OTOH, you always have a lot of consistently negative real-part eigenvalues. These correspond to dissipative effects: small-scale pertubations generally are smoothed out to zero by the physical effects, e.g. winds have friction, mixing of air of different temperature averages out the differences, etc.. If you now run the simulation backwards, you turn those negative real parts into positive real parts, and that means the system is suddenly massively chaotic on all length scales. Small pertubation arise out of numerical uncertainties, and grow over all bounds. You would not only end up with states different from the actual weather a week ago, but with states that are completely unlike anything the weather has ever been like – huge, erratic temperature fluctuations and small vortices with crazy wind speeds.

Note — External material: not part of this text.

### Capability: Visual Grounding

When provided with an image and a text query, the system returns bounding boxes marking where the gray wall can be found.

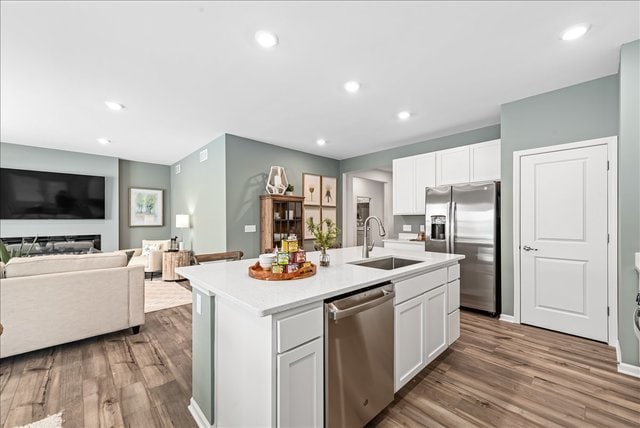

The reason why is because of the Butterfly Effect. In a system where the current state depends on the previous state in an iterative way, you can get chaotic effects. Chaotic effects can magnify extremely tiny inputs to gigantic changes over time.
This was first noted by the excellent mathematician and meteorologist Edward Lorenz. This is a decent explanation of how he came to notice that the equations predicting the weather are extremely sensitive to current conditions. You simply can't build a computer with enough sensitivity to do a good job.
Since tiny fluctuations can cause huge effects over time, you have to ask yourself - how much information can your simulation encompass? Lorenz showed that tiny things can change the entire landscape over time. To be accurate, a simulation would have to take into account every source of small changes - sunspot activity, the wobble of the moon, the gravitational tug from Pluto...the list is endless.
So unfortunately for a chaotic system like weather, you can't predict with any accuracy previous or future states.
In the case of predicting past values from current values the same architecture can be used, as it can learn the backward model as directly as a forward model.